I usually don’t take anything Michael Irvin says seriously, mostly because I can’t understand his words through the laughing that lasts four hours. If I had a basic small talk conversation with Irvin, I imagine it would sound something like this:
Me: Hey Mike, what are you doing today?
Me: Any plans? Anything at all going on?
Me: why are you laughing?
Me: No really, is there something on my face? Did I put my shirt on backwards this morning? I’ve done that before.
Irvin: hahaha University of Miami hahaha
Me: I hate you
So as I continue with this post, I do it with the disclaimer that when Irvin says words, they’re usually the kind of words that insult the very language he’s speaking. Therefore, he has to say something that’s particularly ridiculous to warrant mention.
He wants to rename the Lombardi Trophy to the Lombardi/Belichick Trophy. Is that good enough?
He shared this innovative idea with Jeff Howe of the Boston Herald.
“I think the world of Belichick. I told him this, ‘Man, if it was up to me, that (Super Bowl) trophy would be called the Lombardi/Belichick.’ I don’t care what they think. It would be called the Lombardi/Belichick.”
Since he’s a beat writer and beat writers feel the urge to tell their readership how awesome the home team is, Howe then dutifully outlined the supporting arguments for Irvin’s proposal.
Lombardi’s legacy was written with the Green Bay Packers, whom he led to three NFL championships and two Super Bowls in nine seasons. He was 89-29-4 in the regular season and 9-1 in the playoffs. Then again, his Packers only needed to win one playoff game to claim his first two NFL titles.
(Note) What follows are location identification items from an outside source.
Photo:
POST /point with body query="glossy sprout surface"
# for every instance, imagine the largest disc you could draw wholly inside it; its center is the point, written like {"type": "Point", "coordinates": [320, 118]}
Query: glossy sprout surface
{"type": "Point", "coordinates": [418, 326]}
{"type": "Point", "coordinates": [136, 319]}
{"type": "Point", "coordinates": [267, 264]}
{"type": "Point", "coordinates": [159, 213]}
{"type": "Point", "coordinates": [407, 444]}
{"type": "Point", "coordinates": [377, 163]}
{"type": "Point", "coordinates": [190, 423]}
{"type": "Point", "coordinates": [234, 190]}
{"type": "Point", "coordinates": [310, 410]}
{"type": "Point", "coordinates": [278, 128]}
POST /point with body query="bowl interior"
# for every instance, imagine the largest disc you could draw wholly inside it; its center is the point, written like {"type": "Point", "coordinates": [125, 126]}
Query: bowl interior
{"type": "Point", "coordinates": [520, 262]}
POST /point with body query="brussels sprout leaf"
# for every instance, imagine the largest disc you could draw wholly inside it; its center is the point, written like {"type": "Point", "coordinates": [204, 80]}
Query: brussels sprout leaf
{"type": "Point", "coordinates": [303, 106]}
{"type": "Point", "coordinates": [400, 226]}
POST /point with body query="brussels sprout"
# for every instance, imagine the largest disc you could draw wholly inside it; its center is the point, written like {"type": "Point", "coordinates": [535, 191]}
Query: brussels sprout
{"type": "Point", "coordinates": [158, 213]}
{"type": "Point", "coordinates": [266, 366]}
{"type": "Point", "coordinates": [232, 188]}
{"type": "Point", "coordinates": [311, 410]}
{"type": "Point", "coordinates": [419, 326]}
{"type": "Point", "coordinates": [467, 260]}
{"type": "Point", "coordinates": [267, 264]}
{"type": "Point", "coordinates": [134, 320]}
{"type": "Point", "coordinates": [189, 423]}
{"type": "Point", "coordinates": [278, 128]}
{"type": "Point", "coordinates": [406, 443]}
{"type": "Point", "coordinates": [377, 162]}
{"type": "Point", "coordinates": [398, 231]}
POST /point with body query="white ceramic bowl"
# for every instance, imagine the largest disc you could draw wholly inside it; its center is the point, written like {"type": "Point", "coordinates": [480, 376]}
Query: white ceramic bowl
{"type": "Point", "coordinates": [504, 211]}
Belichick is 139-53 in the regular season and 16-6 in the playoffs, and he is coaching in the salary cap era. Since 2001, Belichick has 31 more victories, including the playoffs, than any coach in the league.
The rebuttal is simple.
Yes, Lombardi is a legend. And yes, Belichick is already a legend, even though his coaching career is far from over. But if we’re inviting slashes into the name of football’s championship trophy that was once referred to as the “World Championship Trophy,” when will they stop? Will we be content with just two names? Of course not, because once that dam is opened, homer McFanboys everywhere will mount a campaign for their favorite coaching legend.
Does the Lombardi/Belichick/Noll trophy sound prestigious? Chuck Noll was the Steelers’ head coach for 22 years, and he won four Super Bowls. Then of course there’s the far more legendary Paul Brown, who won seven championships. And what about if the Giants repeat this year? Will Tom Coughlin’s name be added because he will have won three championships over just six years?
Let’s keep going, because this is fun. In 2009 Mike Tomlin became the youngest head coach to win a title, and in just his five seasons in Pittsburgh his teams have appeared in two Super Bowls. He’s still only 4o years old, and he just signed a shiny new contract, so two more championships to match Belichick’s mark are well within his reach if he maintains his current pace.
Personally, I think the Lombardi/Belichick/Noll/Brown/Coughlin/Tomlin Trophy rolls off the tongue quite nicely.